Nach dieser Logik würde der Konzern von den vertraulichen Preisen profitieren, indem Selbstzahler, die Moun­jaro als Abnehmpräparat nutzen wollen, nicht erfahren würden, wie hoch der von ihnen entrichtete Preis im Vergleich zu den Erstattungspreisen der GKV ist.

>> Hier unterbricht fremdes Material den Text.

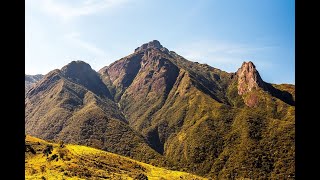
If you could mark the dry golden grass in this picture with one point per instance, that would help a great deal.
(81, 162)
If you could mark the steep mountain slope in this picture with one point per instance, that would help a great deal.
(191, 113)
(184, 115)
(73, 105)
(79, 162)
(30, 80)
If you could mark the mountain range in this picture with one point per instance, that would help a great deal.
(157, 107)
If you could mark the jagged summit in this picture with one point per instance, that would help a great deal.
(152, 44)
(248, 78)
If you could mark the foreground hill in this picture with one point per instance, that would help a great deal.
(156, 106)
(74, 105)
(80, 162)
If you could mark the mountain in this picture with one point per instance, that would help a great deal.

Piechotta und andere Abgeordnete hatten zwar keinen Verzicht auf die vertraulichen Erstattungspreise er­reicht, über Änderungsanträge aber immerhin Nachschärfungen durchsetzen können. Einem Dokument, aus dem die SZ zitiert, zufolge habe das BMG bereits im November 2023 erklärt, die Regelung aufgrund des öffentlichen Widerstands einschränken zu wollen.

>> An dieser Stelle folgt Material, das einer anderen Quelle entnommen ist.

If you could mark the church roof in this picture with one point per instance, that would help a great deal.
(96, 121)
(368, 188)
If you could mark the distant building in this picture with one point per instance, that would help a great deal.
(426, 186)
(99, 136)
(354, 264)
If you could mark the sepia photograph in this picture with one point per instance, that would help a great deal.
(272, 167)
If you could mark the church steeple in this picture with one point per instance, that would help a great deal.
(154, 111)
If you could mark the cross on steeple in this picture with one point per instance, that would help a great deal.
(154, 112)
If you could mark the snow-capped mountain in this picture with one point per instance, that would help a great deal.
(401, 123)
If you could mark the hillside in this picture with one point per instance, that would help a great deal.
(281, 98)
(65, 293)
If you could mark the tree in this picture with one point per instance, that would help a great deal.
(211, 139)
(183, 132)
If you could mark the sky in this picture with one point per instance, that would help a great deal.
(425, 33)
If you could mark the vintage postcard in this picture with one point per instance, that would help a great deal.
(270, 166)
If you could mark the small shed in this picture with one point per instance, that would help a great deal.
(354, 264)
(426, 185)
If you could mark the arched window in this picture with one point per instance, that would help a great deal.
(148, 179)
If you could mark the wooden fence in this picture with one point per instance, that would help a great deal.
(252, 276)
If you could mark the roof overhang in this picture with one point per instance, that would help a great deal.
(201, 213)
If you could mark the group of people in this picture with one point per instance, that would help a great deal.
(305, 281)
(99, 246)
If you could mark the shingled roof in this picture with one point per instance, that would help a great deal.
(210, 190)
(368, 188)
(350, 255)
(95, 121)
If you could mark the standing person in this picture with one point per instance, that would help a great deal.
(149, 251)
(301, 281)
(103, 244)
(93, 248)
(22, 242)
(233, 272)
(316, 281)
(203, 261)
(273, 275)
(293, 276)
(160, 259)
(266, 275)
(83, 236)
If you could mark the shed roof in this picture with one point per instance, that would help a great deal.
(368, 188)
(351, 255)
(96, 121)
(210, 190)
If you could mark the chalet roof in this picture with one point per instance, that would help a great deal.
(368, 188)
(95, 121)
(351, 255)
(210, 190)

Dabei solle sie allerdings für „Arzneimittel, die aufgrund von Lifestyle-Indikationen nur teilweise erstattungs­fähig sind“, beibehalten werden. Damit „wäre sichergestellt, dass die Zusage gegenüber Lilly eingehalten wür­de, da Mounjaro darunterfallen würde“, heißt es weiter.

Die Linke sieht sich in ihren Vorwürfen bestätigt. „Wir haben von Anfang an vor der Lex Lilly gewarnt“, erklärte die Bundestagsabgeordnete Vogler. Der Versuch der Pharmalobby, sich über vertrauliche Rabatte in Deutsch­land zu bereichern, gefährde die Preisstabilität von Arzneimitteln nicht nur bei uns, sondern in ganz Europa.

„Es ist völlig inakzeptabel, dass der Bundeskanzler und sein Kabinett offenbar bereit waren, zentrale Prinzipien der Preisregulierung zu opfern. Jetzt muss alles auf den Tisch“, so Vogler.

So müssten nicht nur die Unterlagen aus dem BMG veröffentlicht werden, sondern vor allem die aus dem Kanzleramt. Die Öffentlichkeit habe ein Recht darauf, zu erfahren, welche Absprachen hinter verschlossenen Türen getroffen wurden. „Sollte sich der Verdacht bestätigen, dass diese Gesetzesänderung auf Wunsch von Eli Lilly zustande kam, müssen sofort Konsequenzen gezogen werden“, fordert sie.

Parlamentarierinnen aus den Regierungsfraktionen verteidigten das Vorgehen im Gesetz klar: „Die Vertraulichkeit ist an exakte Bedingungen geknüpft. Und die Forderungen kamen nicht nur von einer Firma, sondern auch von vielen mittelständischen Unternehmen", sagte die FDP-Gesundheitsexpertin Christine Aschenberg-Dugnus auf dem Kassengipfel heute in Berlin. Maria Klein-Schmeink, in der Grünen-Fraktion im Bundestag verantwortlich für Gesundheitspolitik, erklärte auf der Veranstaltung: „Wir Parlamentarier nehmen uns die Freiheit, Gesetze zu ändern. Und besonders die nun kritisierte Passage haben wir deutlich geändert und an klare Bedingungen gebunden."